At the 2019 Victorian Transcultural Mental Health Forum, MMIC Director Rebecca Wickes presented a keynote to mental health practitioners, educators, and leaders, offering insight into how community networks foster social cohesion and support mental health and wellbeing.

Devon Bruce illustrating the central themes discussed at the 2019 VTMH Forum

On 1 August 2019, the VTMH Forum brought together mental health practitioners, educators, and leaders for a day of ideas, discussion and storytelling on the theme of ‘community’ and mental health practice. Monash Migration and Inclusion Centre Director Rebecca Wickes opened the forum with a keynote that encouraged attendees to think about the relationship between connection among diverse communities, and social problems that impact mental health and wellbeing.

For over a decade, Rebecca has concentrated on the diverse ways communities respond to crime in their communities. Residents can feel threatened, blaming crime on minorities and migrant groups, or respond by working together to resolve social problems. Community responses vary widely according to how connected residents are to each other. “When residents feel connected to each other, they work together to resolve local problems,'' Rebecca told audiences, “this leads to lower rates of crime, disorder and adolescent antisocial behaviour”.

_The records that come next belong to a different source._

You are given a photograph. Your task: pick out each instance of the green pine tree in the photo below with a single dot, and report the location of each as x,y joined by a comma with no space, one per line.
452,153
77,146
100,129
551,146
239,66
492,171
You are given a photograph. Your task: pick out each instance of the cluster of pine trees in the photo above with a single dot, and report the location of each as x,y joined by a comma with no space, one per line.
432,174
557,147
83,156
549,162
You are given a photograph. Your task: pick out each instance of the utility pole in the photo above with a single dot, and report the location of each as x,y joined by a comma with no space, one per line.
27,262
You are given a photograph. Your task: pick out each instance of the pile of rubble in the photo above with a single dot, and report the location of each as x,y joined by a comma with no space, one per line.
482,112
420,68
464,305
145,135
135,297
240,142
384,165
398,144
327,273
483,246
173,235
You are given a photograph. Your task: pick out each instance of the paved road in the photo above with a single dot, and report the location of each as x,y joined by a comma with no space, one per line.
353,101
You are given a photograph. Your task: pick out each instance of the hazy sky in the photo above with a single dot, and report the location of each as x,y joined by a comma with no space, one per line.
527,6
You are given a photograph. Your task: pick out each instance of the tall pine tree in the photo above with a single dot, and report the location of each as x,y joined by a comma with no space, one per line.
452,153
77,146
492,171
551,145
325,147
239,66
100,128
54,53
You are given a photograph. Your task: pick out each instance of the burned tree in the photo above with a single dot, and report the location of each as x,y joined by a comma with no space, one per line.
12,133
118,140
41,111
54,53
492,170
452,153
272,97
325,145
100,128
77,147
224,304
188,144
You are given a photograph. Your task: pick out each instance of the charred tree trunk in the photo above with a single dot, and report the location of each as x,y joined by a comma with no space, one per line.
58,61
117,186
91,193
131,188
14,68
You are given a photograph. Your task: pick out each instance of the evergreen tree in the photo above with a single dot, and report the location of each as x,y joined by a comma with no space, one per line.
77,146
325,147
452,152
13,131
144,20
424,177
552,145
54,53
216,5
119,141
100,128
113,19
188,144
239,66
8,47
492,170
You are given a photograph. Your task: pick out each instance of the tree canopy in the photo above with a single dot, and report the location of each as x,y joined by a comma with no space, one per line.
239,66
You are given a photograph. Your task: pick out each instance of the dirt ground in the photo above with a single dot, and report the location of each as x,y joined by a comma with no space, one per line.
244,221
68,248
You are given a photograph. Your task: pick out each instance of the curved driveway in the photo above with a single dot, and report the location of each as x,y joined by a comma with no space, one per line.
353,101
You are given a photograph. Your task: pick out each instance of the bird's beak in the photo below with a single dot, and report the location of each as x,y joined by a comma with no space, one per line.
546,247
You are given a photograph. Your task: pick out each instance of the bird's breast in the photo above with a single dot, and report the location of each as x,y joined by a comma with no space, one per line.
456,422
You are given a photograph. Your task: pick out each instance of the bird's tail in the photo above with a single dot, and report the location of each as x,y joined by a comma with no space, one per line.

It is clear from longitudinal data from Australian Community Capacity Study that the most significant threat to community well-being is not ethnic diversity, but the clustering of disadvantage. In fact, ethnic diversity and opportunities for neighbourly exchange can be central to developing diverse societies that are more socially cohesive and inclusive.

Rebecca’s work also highlighted how places like schools, community centres and even the corner shop influence individuals' perceptions of trust, the provision of social and material support and the willingness of people to work together to solve local problems. She stressed that trusted organisations must therefore work with the community to create spaces for shared experiences. Rebecca further argued that these trusted organisations have a significant role to play in pushing back against harmful narratives that create division and fear in local communities.

Live Scriber for the event, Devon Bunce, helped bring Rebecca's ideas to life with her vibrant illustrations. Devon added to this by illustrating the discussions and ideas throughout the day, creating a vibrant tapestry illustrating the importance of community to our mental health health and well being.